Can Sumatriptan be used safely with SSRIs

Many drug interaction programmes and texts warn against concurrent use or advise caution when sumatriptan is used with an SSRI (fluoxetine, paroxetine or citalopram). What is the basis of this interaction and can these drugs be used safely together?

Migraine and depression are common conditions and often co-exist so there is a significant potential for these drugs to be used together. Sumatriptan is a serotonin agonist and the SSRIs inhibit the re-uptake of serotonin therefore there is a theoretical potential for the drugs to increase serotonergic activity leading to serotonin syndrome. Serotonin syndrome comprises a cluster of symptoms, including altered mental status, autonomic instability, and neuromuscular abnormalities. However, milder symptoms of serotonin overload' may occur without the full blown syndrome.

There have been a few reports of symptoms of serotonin syndrome when sumatriptan has been given together with an SSRI.1 Symptoms attributed to increased serotonergic activity include, restlessness, anxiety, weakness, myoclonus, loss of co-ordination, tachycardia and sweating.2 Postmarketing surveillance1,3 has also identified cases of serotonin syndrome but such reports appear to be very rare.

Several studies have looked at the evidence of safety for the use of Sumatriptan with an SSRI. A large prospective study followed over 12,000 patients who were using subcutaneous sumatriptan for migraine. Almost 1800 of these patients also took an SSRI during the study and there was no increase in adverse effects within 24 hours of taking sumatriptan.4

Concurrent use of triptans (drugs in the same group as sumatriptan) and SSRIs is widespread and there has been no epidemic of the syndrome in practice even though almost 50,000 people in the USA are taking these drugs at the same time.5 Our analysis of Pharmhouse data using patient NHI numbers indicates that approximately 10% of people taking sumatriptan (about 1000) are also taking an SSRI.

In other countries, up to six different triptans are available, e.g. zolmitriptan, almotriptan and naratriptan. Some of these may have a greater potential to interact with SSRIs as they have different pharmacokinetic properties. In New Zealand, only sumatriptan and rizatriptan (not subsidised) are available but there is no indication that the latter has a different potential to interact than sumatriptan. Venlafaxine (a serotonin and noradrenaline re-uptake inhibitor) also has the potential to interact with sumatriptan and the same cautions apply, as with the SSRIs.

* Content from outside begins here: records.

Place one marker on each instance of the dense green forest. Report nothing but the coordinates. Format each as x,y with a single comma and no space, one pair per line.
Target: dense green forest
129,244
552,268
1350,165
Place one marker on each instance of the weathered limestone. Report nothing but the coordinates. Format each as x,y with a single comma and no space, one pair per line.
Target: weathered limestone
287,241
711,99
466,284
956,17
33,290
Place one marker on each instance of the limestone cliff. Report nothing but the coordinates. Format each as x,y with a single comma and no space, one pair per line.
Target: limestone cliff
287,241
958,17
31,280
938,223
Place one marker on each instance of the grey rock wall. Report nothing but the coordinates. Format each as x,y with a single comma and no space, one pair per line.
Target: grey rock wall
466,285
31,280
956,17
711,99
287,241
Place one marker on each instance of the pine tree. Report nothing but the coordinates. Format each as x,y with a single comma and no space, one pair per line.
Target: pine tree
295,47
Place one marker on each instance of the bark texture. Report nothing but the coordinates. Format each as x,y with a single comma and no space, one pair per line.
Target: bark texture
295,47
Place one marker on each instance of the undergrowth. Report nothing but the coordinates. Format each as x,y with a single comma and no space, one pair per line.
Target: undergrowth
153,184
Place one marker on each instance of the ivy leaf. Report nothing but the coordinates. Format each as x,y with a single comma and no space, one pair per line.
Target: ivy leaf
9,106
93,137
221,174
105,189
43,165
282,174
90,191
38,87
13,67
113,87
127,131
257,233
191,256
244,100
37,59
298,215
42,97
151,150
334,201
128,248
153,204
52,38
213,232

Other agents which increase serotonin levels, may also interact with sumatriptan. One such agent is St John's Wort which is freely available without prescription and in supermarkets. Authorities in the UK and Sweden have advised that St John's Wort should not be used by people taking triptans.6

In summary, there have been reports of serotonergic symptoms and serotonin syndrome when sumatriptan and SSRIs have been used together. In practice, such reports appear to be rare and the drugs can be used safely together in the vast majority of people. However, all people taking this combination should be advised to report symptoms of increased serotonerigic activity (e.g. restlessness, tremor, sweating, shivering) particularly with initiation of treatment or with dose increases. The same cautions apply to the use of venlafaxine and sumatriptan. It is advisable to avoid St John's Wort in people taking sumatriptan or an SSRI and especially if they are taking both.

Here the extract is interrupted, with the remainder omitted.